The first certain principle established in the previous work, the Discourse on Method, is that for him to be able to doubt, he must exist. In order to determine what else exists, he must assure the existence of God, and that God is not deceiving him. His idea of God is one of a perfect being, and this idea cannot be created by his imperfect mind hence, God exists, a being so perfect that He would not deceive him of anything. Errors in perception and interpretation are not to be taken as God’s deception, but rather the fault of the limited intellect.
From this, the Meditator proceeds to scrutinize corporeal things. He instead turns to look at ideas regarding these material things than looking at the things themselves, and conclude that he has distinct ideas about size, shape, position, local motion, duration, and extension of its length, breadth and depth. Hence, this makes it possible for him to imagine triangles, even if, say, he has never seen one. He can distinctly imagine the triangle and other shapes without having previously experienced them with his senses (this line of reasoning was used to prove the existence of God). He then emphasizes the mind-body problem, where the mind is essentially thinking thing, and the body is something that is essentially an extended non-thinking thing (and the real possibility of one being able to exist without the other). The Meditator is then determined as a thinking thing and nothing else, and that because he has a distinct idea of the body as an extended thing, the mind is distinct form the body.
The argument for material objects comes last in 6th Meditation, where the arguments go like such: the Meditator is able to imagine himself without the possession of imagination or understanding or sense, but he is not able to comprehend imagination and sense without needing to attribute them to something that can think; the Meditator has the power of movement, and movement is a power only possessed by extended things.

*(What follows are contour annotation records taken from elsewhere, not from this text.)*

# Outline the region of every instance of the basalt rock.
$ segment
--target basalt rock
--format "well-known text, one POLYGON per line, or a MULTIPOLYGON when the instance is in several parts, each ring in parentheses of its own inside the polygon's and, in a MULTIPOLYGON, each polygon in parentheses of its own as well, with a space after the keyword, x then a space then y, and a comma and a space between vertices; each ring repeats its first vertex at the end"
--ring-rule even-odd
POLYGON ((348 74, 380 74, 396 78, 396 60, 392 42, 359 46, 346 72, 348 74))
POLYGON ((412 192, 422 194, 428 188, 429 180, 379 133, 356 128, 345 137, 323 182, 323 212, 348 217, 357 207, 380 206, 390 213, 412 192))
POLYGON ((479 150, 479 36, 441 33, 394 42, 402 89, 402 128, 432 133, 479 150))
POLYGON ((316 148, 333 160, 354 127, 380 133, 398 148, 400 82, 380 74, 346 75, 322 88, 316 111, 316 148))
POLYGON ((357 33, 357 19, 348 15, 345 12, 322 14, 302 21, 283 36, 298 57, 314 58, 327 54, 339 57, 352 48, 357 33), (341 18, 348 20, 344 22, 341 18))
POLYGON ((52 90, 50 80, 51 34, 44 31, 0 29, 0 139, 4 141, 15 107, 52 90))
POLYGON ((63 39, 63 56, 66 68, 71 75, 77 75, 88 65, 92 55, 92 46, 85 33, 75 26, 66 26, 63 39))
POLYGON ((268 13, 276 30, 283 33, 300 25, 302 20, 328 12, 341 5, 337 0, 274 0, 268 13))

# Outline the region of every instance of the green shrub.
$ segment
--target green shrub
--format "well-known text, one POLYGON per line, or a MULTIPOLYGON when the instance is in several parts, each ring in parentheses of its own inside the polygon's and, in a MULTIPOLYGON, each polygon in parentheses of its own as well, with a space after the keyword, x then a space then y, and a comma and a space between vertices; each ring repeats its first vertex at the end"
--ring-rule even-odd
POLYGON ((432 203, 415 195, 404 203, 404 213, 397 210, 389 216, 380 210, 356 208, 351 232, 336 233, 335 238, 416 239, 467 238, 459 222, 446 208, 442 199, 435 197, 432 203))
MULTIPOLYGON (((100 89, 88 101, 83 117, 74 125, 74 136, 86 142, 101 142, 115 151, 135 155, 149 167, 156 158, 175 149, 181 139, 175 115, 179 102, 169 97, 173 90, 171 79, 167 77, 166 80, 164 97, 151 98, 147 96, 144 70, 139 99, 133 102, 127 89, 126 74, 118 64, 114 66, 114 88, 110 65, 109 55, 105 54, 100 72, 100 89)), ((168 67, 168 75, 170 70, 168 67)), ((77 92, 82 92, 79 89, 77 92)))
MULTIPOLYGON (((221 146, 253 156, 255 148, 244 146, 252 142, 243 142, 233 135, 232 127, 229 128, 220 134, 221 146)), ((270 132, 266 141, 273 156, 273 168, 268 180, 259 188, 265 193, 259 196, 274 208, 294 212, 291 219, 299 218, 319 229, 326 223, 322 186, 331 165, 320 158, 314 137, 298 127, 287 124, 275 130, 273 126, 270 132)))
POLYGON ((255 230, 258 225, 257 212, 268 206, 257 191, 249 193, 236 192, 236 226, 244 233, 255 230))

Hence, it follows that even though he is a thinking thing, he is not only just a thinking thing. It must be that he has an extended body with the power of both passive (examining concepts in his mind) and active sense the latter requiring no intellection, because these ideas gathered by the body’s sense are brought to him against his will. Therefore, it follows that this faculty is not in the mind because he cannot control it, and that this faculty is in a substance that has as much reality as the objective reality of the ideas that it produces. This substance must then an external extended body, unless the Meditator is God (which he is not, as he has established). Therefore, material objects exist, though these objects may sometimes be incorrectly perceived by our senses.
The level at where the mind and body interact begins with the previous argument. The Meditator is intimately joined with the body, where any sensations of pain or pleasure are the confused perceptions arising from the mind’s union with the body. Also, though a lot of our ideas come from the sense, the nature of a thinking thing teaches it not to conclude anything without at least some form of intellectual inquiry. Only the mind is capable of knowing the truth (and certainly not the composite of mind and body), and the senses’ purpose is to determine what is necessary for the welfare of the composite of the mind and body. When it comes to the essences of things, this job is for the mind, and not for the senses that can get easily confused.
We can see the similarity of the Discourse on Method and Meditations on First Philosophy insofar as that they have the same ideas, just with one more refined than the other. While the Discourse is the paradigm shift from the then-standard scholastic Aristotelian concepts, the Meditations is the first step in modern Western philosophy.